Qwen3 ASR Transcriber
The Qwen3 ASR Transcriber is the primary inference node for the Qwen3-ASR model family. It converts speech from audio input into text and can optionally generate precise word-level timestamps when paired with a forced aligner.
Parameters
- audio: The input audio stream (usually from a Load Audio node).
- model_name: The directory name of the Qwen3-ASR model (0.6B or 1.7B) located in
models/diffusion_models/Qwen3-ASR/. - language: The target language for transcription. Use
autoto allow the model to automatically identify the spoken language. - device: The hardware device to run the model on (
cudaorcpu). - precision: The floating-point precision.

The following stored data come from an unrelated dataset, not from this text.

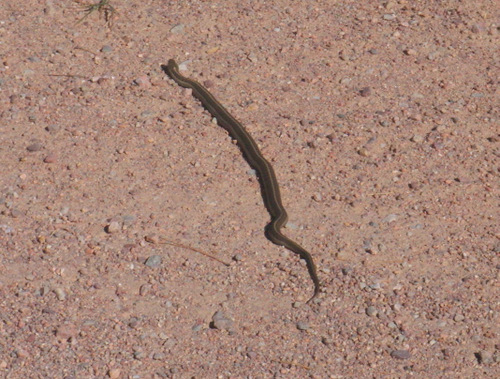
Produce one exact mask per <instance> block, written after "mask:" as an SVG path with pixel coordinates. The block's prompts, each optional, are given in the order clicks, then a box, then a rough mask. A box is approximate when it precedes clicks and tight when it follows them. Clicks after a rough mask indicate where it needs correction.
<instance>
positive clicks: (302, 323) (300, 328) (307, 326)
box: [297, 321, 309, 330]
mask: <svg viewBox="0 0 500 379" xmlns="http://www.w3.org/2000/svg"><path fill="white" fill-rule="evenodd" d="M297 329H299V330H308V329H309V324H308V323H307V322H304V321H299V322H298V323H297Z"/></svg>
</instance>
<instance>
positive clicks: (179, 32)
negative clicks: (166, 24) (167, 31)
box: [170, 24, 184, 34]
mask: <svg viewBox="0 0 500 379" xmlns="http://www.w3.org/2000/svg"><path fill="white" fill-rule="evenodd" d="M183 32H184V24H177V25H175V26H174V27H173V28H172V29H170V33H172V34H181V33H183Z"/></svg>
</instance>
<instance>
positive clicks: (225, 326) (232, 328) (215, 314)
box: [210, 311, 233, 332]
mask: <svg viewBox="0 0 500 379" xmlns="http://www.w3.org/2000/svg"><path fill="white" fill-rule="evenodd" d="M210 326H211V327H212V328H214V329H218V330H227V331H229V332H230V331H232V330H233V320H231V319H230V318H229V317H227V316H226V315H225V313H224V312H222V311H217V312H215V313H214V315H213V316H212V322H211V323H210Z"/></svg>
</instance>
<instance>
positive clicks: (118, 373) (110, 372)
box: [108, 368, 121, 379]
mask: <svg viewBox="0 0 500 379" xmlns="http://www.w3.org/2000/svg"><path fill="white" fill-rule="evenodd" d="M120 374H121V371H120V369H119V368H112V369H110V370H109V371H108V376H109V377H110V378H111V379H118V378H119V377H120Z"/></svg>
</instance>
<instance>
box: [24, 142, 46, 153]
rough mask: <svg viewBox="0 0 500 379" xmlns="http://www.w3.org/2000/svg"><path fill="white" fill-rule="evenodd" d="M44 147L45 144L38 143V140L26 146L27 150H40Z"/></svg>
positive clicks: (30, 151)
mask: <svg viewBox="0 0 500 379" xmlns="http://www.w3.org/2000/svg"><path fill="white" fill-rule="evenodd" d="M42 149H43V145H42V144H41V143H38V142H35V143H32V144H31V145H29V146H28V147H27V148H26V150H28V151H30V152H34V151H40V150H42Z"/></svg>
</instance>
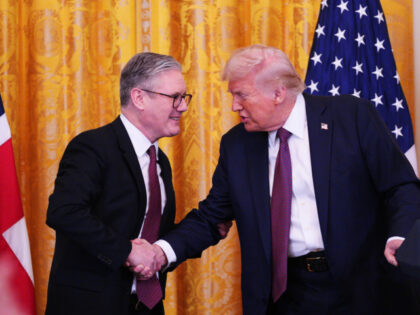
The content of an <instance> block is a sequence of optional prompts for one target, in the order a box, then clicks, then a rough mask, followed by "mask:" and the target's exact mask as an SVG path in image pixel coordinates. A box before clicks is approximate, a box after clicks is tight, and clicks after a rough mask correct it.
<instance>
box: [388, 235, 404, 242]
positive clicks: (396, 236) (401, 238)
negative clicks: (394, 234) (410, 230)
mask: <svg viewBox="0 0 420 315" xmlns="http://www.w3.org/2000/svg"><path fill="white" fill-rule="evenodd" d="M392 240H401V241H404V240H405V237H401V236H391V237H390V238H388V239H387V240H386V242H387V243H388V242H389V241H392Z"/></svg>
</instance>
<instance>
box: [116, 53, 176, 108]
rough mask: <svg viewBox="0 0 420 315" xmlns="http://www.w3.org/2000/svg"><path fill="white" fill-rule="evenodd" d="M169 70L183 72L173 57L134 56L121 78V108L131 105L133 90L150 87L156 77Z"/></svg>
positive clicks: (121, 74) (120, 86) (149, 54)
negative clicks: (143, 87) (157, 75)
mask: <svg viewBox="0 0 420 315" xmlns="http://www.w3.org/2000/svg"><path fill="white" fill-rule="evenodd" d="M168 70H178V71H181V70H182V67H181V65H180V64H179V62H178V61H176V60H175V59H174V58H173V57H172V56H168V55H161V54H155V53H151V52H142V53H138V54H136V55H134V56H133V57H132V58H131V59H130V60H129V61H128V62H127V64H126V65H125V66H124V68H123V69H122V71H121V77H120V101H121V106H125V105H127V104H128V103H129V100H130V98H131V95H130V93H131V89H132V88H134V87H138V86H140V85H145V86H144V88H146V86H149V85H150V84H151V81H152V80H153V78H154V77H156V75H158V74H159V73H161V72H164V71H168Z"/></svg>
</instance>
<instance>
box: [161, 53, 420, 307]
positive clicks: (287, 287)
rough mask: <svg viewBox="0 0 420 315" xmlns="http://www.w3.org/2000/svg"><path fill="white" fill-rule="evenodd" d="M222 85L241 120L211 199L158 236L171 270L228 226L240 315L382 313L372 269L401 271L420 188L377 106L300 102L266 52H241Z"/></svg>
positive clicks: (205, 201)
mask: <svg viewBox="0 0 420 315" xmlns="http://www.w3.org/2000/svg"><path fill="white" fill-rule="evenodd" d="M223 78H224V79H226V80H228V81H229V92H230V93H231V94H232V97H233V100H232V110H233V111H234V112H237V113H238V114H239V116H240V118H241V123H240V124H238V125H237V126H235V127H233V128H232V129H231V130H230V131H228V132H227V133H226V134H225V135H224V136H223V137H222V140H221V144H220V157H219V162H218V165H217V167H216V169H215V171H214V175H213V186H212V188H211V190H210V192H209V195H208V196H207V198H206V199H205V200H204V201H202V202H200V204H199V207H198V210H192V211H191V212H190V213H189V214H188V215H187V217H186V218H185V219H184V220H182V221H181V222H180V224H179V225H178V226H177V228H176V229H175V230H173V231H172V232H170V233H169V234H167V235H165V236H164V237H163V239H164V240H165V241H166V242H168V243H169V244H170V246H171V247H172V248H173V250H174V253H175V255H173V256H171V254H170V253H166V251H165V253H166V256H167V258H168V261H169V263H172V262H175V261H176V262H177V263H179V262H182V261H184V260H185V259H187V258H189V257H191V256H192V255H193V254H194V253H196V252H197V251H200V250H203V249H205V248H207V247H208V246H210V245H212V244H215V243H216V241H217V230H216V229H215V228H214V226H215V224H216V223H219V222H224V221H226V220H230V219H234V220H236V223H237V228H238V232H239V239H240V245H241V258H242V300H243V312H244V314H249V315H257V314H302V315H303V314H305V315H306V314H380V313H381V311H380V308H379V307H380V301H379V297H378V290H377V289H378V270H379V266H378V265H379V263H380V261H381V259H384V254H385V257H386V259H387V260H388V262H389V263H391V264H393V265H397V261H396V259H395V251H396V250H397V249H398V247H399V246H400V245H401V243H402V242H403V238H402V237H404V236H405V235H406V234H407V232H408V230H409V229H410V227H411V226H412V224H413V222H414V221H415V219H417V218H419V217H420V187H419V181H418V179H417V177H416V176H415V174H414V172H413V169H412V167H411V165H410V164H409V162H408V161H407V159H406V158H405V156H404V155H403V154H402V153H401V151H400V150H399V148H398V146H397V144H396V142H395V141H394V139H393V138H392V136H391V134H390V132H389V131H388V130H387V128H386V126H385V124H384V122H383V121H382V120H381V118H380V117H379V115H378V113H377V112H376V110H375V108H374V107H373V106H372V104H370V102H369V101H366V100H362V99H358V98H355V97H352V96H347V95H343V96H336V97H320V96H311V95H308V94H305V93H302V91H303V90H304V88H305V87H304V84H303V82H302V80H301V79H300V78H299V76H298V75H297V73H296V71H295V69H294V68H293V66H292V64H291V63H290V61H289V59H288V58H287V56H286V55H285V54H284V53H283V52H282V51H280V50H279V49H276V48H273V47H267V46H263V45H253V46H250V47H246V48H242V49H239V50H237V51H236V52H235V53H234V54H233V55H232V57H231V58H230V59H229V61H228V62H227V64H226V67H225V70H224V72H223ZM384 248H385V251H384Z"/></svg>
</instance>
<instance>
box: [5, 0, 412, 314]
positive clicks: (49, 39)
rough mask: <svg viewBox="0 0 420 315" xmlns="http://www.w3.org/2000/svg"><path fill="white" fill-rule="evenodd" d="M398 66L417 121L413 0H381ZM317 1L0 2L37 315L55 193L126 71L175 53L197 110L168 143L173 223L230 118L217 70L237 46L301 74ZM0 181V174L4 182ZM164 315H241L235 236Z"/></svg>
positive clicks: (188, 283)
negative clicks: (81, 137) (137, 59)
mask: <svg viewBox="0 0 420 315" xmlns="http://www.w3.org/2000/svg"><path fill="white" fill-rule="evenodd" d="M382 5H383V8H384V11H385V15H386V18H387V22H388V30H389V32H390V36H391V42H392V45H393V49H394V55H395V58H396V61H397V69H398V72H399V74H400V77H401V82H402V85H403V88H404V91H405V96H406V98H407V101H408V103H409V104H410V105H411V108H410V110H411V113H414V109H413V108H412V106H414V105H413V104H414V89H413V86H414V85H413V48H412V11H411V9H412V1H411V0H399V1H394V0H382ZM319 7H320V0H318V1H312V0H287V1H278V0H251V1H245V0H226V1H225V0H224V1H222V0H211V1H210V0H209V1H200V0H188V1H179V0H137V1H134V0H106V1H105V0H104V1H102V0H101V1H99V0H0V92H1V94H2V98H3V102H4V105H5V109H6V112H7V115H8V120H9V123H10V125H11V130H12V138H13V144H14V151H15V161H16V164H17V171H18V178H19V183H20V190H21V195H22V201H23V207H24V212H25V216H26V220H27V225H28V230H29V237H30V242H31V251H32V261H33V268H34V276H35V289H36V301H37V311H38V314H43V312H44V309H45V302H46V289H47V281H48V275H49V268H50V264H51V259H52V254H53V249H54V237H55V235H54V232H53V231H52V230H51V229H49V228H48V227H47V226H46V225H45V214H46V208H47V204H48V196H49V194H50V193H51V191H52V189H53V181H54V178H55V175H56V172H57V167H58V162H59V160H60V158H61V155H62V153H63V151H64V148H65V146H66V145H67V143H68V141H69V140H70V139H71V138H72V137H74V136H75V135H76V134H78V133H79V132H81V131H82V130H86V129H89V128H93V127H97V126H100V125H103V124H105V123H107V122H109V121H111V120H112V119H113V118H114V117H115V116H116V115H117V114H118V113H119V96H118V95H119V89H118V83H119V72H120V69H121V67H122V65H123V64H124V63H125V62H126V61H127V60H128V59H129V58H130V57H131V56H132V55H134V54H135V53H136V52H138V51H141V50H152V51H154V52H158V53H165V54H171V55H173V56H174V57H175V58H177V59H178V60H179V61H180V62H181V64H182V65H183V67H184V74H185V78H186V81H187V86H188V89H189V91H191V92H192V93H193V94H194V98H193V101H192V104H191V106H190V109H189V111H188V112H187V114H185V115H184V118H183V120H182V133H181V135H179V136H176V137H175V138H172V139H165V140H162V141H161V146H162V147H163V148H164V150H165V151H166V152H167V153H168V154H169V157H170V159H171V161H172V166H173V170H174V185H175V190H176V195H177V220H180V219H181V218H182V217H183V216H184V215H185V214H186V213H187V212H188V211H189V210H190V209H191V208H193V207H195V206H196V205H197V202H198V201H199V200H201V199H202V198H204V197H205V196H206V194H207V191H208V189H209V188H210V184H211V174H212V172H213V170H214V167H215V165H216V162H217V158H218V144H219V140H220V137H221V135H222V134H223V133H224V132H225V131H227V130H228V129H229V128H230V127H231V126H232V125H233V124H235V123H237V122H238V120H237V117H236V116H235V115H234V114H232V113H231V112H230V98H229V96H228V95H227V93H226V84H225V83H222V82H221V81H220V70H221V68H222V66H223V64H224V62H225V61H226V59H227V58H228V56H229V55H230V53H231V52H232V50H233V49H235V48H237V47H241V46H245V45H249V44H252V43H264V44H268V45H273V46H277V47H279V48H281V49H283V50H284V51H285V52H286V53H287V54H288V55H289V56H290V58H291V60H292V62H293V64H294V65H295V67H296V69H297V70H298V72H299V73H300V74H301V75H302V77H304V75H305V72H306V66H307V61H308V53H309V50H310V46H311V43H312V38H313V32H314V28H315V25H316V21H317V17H318V12H319ZM0 176H1V175H0ZM165 307H166V310H167V313H168V314H240V313H241V293H240V249H239V242H238V238H237V233H236V230H235V229H234V228H233V229H232V231H231V233H230V235H229V237H228V238H227V239H226V240H224V241H222V242H221V243H220V244H219V245H217V246H216V247H213V248H211V249H209V250H207V251H205V252H204V253H203V256H202V258H201V259H200V260H194V261H189V262H187V263H184V264H182V265H181V266H180V267H179V268H178V270H177V271H175V272H174V273H172V274H171V275H170V277H169V281H168V288H167V298H166V300H165Z"/></svg>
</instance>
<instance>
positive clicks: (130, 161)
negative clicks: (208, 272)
mask: <svg viewBox="0 0 420 315" xmlns="http://www.w3.org/2000/svg"><path fill="white" fill-rule="evenodd" d="M112 127H113V128H114V131H115V134H116V135H117V139H118V144H119V146H120V150H121V152H122V154H123V156H124V159H125V160H126V162H127V165H128V168H129V169H130V172H131V174H132V175H133V177H134V178H135V182H136V185H137V190H138V192H139V196H140V198H139V200H140V213H139V214H138V217H139V218H141V219H140V220H139V222H140V223H141V222H143V218H144V214H145V211H146V201H147V195H146V186H145V184H144V179H143V175H142V173H141V169H140V165H139V161H138V159H137V156H136V152H135V151H134V147H133V145H132V144H131V141H130V138H129V136H128V133H127V130H126V129H125V127H124V125H123V123H122V122H121V119H120V118H119V117H118V118H117V119H116V120H114V121H113V122H112ZM139 230H140V226H139Z"/></svg>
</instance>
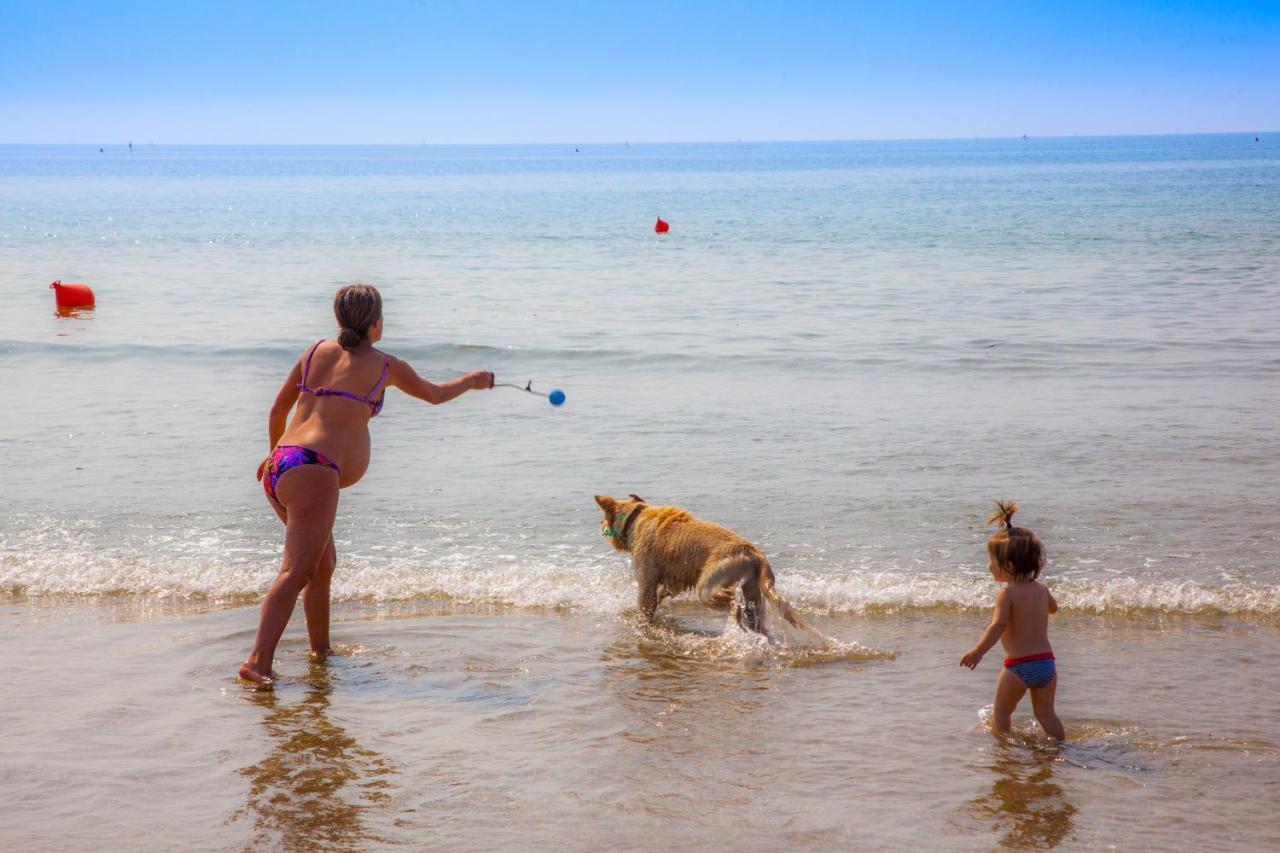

bf16is recommended for modern NVIDIA GPUs to save VRAM without losing accuracy. - max_new_tokens: The maximum number of tokens to generate in the output text. Increase this for longer audio files.
- flash_attention_2: Enable Flash Attention 2 for faster inference and lower VRAM usage. Requires a compatible NVIDIA GPU and the
flash-attnpackage installed. - chunk_size: Process audio in chunks of this many seconds (default: 30). Set to 0 to disable. This is critical for transcribing long audio files to prevent the model from exceeding its context window.
- overlap: The number of seconds of overlap between chunks (default: 2). This helps maintain context and prevents words from being cut off at chunk boundaries.
- forced_aligner (Optional): An optional input from the Qwen3 Forced Aligner Config node. If connected, the node will calculate and output word-level timestamps.
Outputs
- text: The raw transcription of the audio.
- timestamps: A formatted string containing word-level timestamps (e.g.,
[0.00 - 0.50] Hello). If no aligner is provided, this will return a status message.
Usage Tips
- Resampling: This node automatically resamples audio to 16kHz internally using Torch, ensuring compatibility with the model even if your input audio is 44.1kHz or 48kHz.
- Long Audio: For recordings longer than 30 seconds, ensure
chunk_sizeis enabled. If you notice repetition or hallucinations at the end of long files, try adjusting thechunk_sizeoroverlap. - Caching: The model is cached in memory after the first run. Changing the
model_name,device, orprecisionwill trigger a reload.
Example
- Connect a Load Audio node to the audio input.
- Select
Qwen3-ASR-1.7Bin model_name. - (Optional) Connect a Qwen3 Forced Aligner Config to the forced_aligner input to see timing data in the second output.